For my Landmarks project, I wanted to create a panorama of a Wakefield District scene out of photographs.
I’ve painted panoramas before and knew of a few sites where you can get a good view across the district. Whilst driving between Denby Dale Road and Netherton I can across a new viewpoint, one that took in Horbury as well as the city centre.
I bought a new camera when I was doing the Solitary Tree project. I got it because it has a good zoom facility.
I thought I’d use this to take a number of photographs of this new view, putting the camera on maximum zoom and taking a number of overlapping shots.
I read the manual to make sure I understood the functions available and intended to take each photograph using a 3-second timer, to reduce camera shake (the camera would be on a tripod).
On the 14th of December, on a very cold and frosty morning, I headed to the viewpoint.
I was amazed at how much I could see with the 60 X zoom I had on the camera. I was also surprised at how many photographs I would have to take to get the view in. I stuck with just photographing the strip of landscape that was naturally framed by both the field line in the foreground and by the power lines between the pylons in the middle distance. I figured out that those two lines would help me to assemble the photographs later. I realised that if I used the 3-second timer I would be there for hours so I took the photographs using the shutter button and tried not to shake the camera too much (which was hard in the cold).

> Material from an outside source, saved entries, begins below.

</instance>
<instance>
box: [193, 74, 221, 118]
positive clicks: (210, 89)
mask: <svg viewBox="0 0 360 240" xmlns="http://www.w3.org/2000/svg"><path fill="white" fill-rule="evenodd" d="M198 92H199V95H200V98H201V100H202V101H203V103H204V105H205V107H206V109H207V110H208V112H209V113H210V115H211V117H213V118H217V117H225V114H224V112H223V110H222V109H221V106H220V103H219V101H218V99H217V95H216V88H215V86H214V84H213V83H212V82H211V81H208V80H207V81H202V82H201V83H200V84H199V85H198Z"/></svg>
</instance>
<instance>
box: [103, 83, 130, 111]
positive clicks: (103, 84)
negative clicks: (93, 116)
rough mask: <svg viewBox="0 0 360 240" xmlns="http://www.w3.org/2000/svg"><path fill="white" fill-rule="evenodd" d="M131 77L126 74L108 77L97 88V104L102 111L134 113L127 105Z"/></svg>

It was only when I got back to the studio that I saw I had taken 438 photographs. Rather than assemble the panorama digitally, I thought I should send the photographs to be developed and then assemble them by hand.
It was also exciting waiting for the photographs to arrive.
After a week, 14 packets of photographs arrived. Assembling them was an enjoyable process.
I was very pleased to see so many of the photographs were in such good focus, especially as there was a great range in distances.
In this section, you can see the chimneys from the new power plant at Ferrybridge behind the pylon. They are 20 km away.
I was pleased to find there were not too many gaps as I collaged the photographs together. I decided against sticking them to pieces of mount board, instead, I stuck them to each other in A1-size chunks (for ease of transportation)
In this section, you can see the water tower at Pontefract Race Course in the distance.
The complete panorama is 10m long.
I then experimented with different ways of exhibiting it. I attached three of the A1 sections to a length of aluminum bar that I had curved slightly. This was then suspended by fishing line, so that it appeared to float in space.
As a final development of the project, I produced a painting of one of the 438 photographs, as I was intrigued by the image. It was something I never noticed when I was looking at the view, it only came to my attention once I had the photographs had been developed.